Congratulations on the Nintendo. That would make a pretty nice t-shirt:

i have nintendo.

If by "no sco" you mean Nova Scotia and by "norcal" you mean Northern California, which seems a safe enough bet, then probably the way to make your passage at the absolute minimum cost to yourself -- like, if you're looking to really pinch pennies, here -- would be to try to book a really, really, really, REALLY cheap flight on Orbitz or Hotwire or something. We'd try that.

Alternatively you could abduct and kill some people and search their persons for, like, coordinates to a wormhole that leads from NoSco to NorCal. Ah, but then that clearly violates your conditions. Hmm.

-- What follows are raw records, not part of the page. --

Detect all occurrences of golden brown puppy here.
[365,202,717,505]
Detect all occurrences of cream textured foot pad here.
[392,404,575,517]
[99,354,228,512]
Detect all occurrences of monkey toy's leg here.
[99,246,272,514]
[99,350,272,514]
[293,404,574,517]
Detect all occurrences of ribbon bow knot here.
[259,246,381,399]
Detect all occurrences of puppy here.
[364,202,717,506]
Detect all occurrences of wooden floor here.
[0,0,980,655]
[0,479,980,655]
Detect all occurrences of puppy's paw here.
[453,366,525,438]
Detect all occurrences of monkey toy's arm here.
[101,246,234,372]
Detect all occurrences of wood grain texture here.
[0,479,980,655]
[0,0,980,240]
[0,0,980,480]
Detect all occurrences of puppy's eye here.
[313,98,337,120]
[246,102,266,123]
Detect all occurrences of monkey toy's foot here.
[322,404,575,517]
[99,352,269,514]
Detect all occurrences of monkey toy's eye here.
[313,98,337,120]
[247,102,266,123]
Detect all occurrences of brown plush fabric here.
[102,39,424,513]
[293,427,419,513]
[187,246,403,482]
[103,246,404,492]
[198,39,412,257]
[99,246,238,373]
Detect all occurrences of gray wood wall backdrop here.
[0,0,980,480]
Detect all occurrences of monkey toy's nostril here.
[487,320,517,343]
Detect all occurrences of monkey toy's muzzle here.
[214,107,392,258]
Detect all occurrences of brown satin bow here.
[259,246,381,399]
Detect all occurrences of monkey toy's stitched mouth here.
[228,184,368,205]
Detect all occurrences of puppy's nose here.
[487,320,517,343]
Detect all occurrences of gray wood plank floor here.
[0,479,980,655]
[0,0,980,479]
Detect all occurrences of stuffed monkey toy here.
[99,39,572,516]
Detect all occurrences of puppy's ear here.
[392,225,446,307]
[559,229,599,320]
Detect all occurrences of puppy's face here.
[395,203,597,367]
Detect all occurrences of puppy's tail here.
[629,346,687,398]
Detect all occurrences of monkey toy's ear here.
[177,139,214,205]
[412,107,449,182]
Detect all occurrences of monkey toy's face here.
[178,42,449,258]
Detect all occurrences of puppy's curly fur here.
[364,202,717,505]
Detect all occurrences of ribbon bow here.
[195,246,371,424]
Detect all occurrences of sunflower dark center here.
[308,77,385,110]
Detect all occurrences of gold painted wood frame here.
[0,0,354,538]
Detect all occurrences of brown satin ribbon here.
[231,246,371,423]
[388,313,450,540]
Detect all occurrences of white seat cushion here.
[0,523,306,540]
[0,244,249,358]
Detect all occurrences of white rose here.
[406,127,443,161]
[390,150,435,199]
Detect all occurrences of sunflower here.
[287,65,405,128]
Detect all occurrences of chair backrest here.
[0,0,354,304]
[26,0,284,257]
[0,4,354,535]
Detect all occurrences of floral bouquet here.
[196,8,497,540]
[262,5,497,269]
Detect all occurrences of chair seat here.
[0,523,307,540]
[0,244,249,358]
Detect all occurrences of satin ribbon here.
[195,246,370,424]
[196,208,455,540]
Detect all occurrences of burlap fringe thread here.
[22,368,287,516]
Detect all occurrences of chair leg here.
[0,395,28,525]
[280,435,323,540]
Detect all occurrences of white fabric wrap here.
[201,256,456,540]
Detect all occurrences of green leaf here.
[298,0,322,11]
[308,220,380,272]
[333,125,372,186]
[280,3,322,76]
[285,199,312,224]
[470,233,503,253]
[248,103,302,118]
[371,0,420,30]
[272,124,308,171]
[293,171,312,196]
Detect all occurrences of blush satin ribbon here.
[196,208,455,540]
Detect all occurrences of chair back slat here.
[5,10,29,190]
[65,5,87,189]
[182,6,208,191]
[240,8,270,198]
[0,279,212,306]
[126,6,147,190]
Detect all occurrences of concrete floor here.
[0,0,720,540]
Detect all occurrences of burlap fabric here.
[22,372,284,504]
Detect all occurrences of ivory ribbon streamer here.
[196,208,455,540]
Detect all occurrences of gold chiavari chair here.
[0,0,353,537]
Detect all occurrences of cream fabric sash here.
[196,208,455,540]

Well, how big are you? And do you have good balance? We already know you have an excellent way with people. Here's where this is going: You could become a flight attendant. See, not only would you, as a flight attendant, get free flights, but you'd also get to (ahem) JOIN THE MILE-HIGH CLUB. Probably fifty times over, in fact. Which would leave you relaxed, if not rested, when you touch down at SanFran International hours before W.A.S.'s next sell-out show at The Pleasuredome, or The Pepsi Arena, or The Stork -- wherever we happen to be playing.

In conclusion, Malcolm, we have chosen your career: it is to mind the friendly skies and engage in a cramped galavant or two with every toothsome stewardess lucky enough to talk her way onto a crew with 'Musky Malcolm the Priapic'. For thus will you come to be known by those callipygian nymphs who have long endured vertiginous views and a narrow workplace with the faith that one day, as they passed from galley to aisle, someone like you would fold open that door, reach out from the lavatory and pull them into a 30.000 foot closeted embrace.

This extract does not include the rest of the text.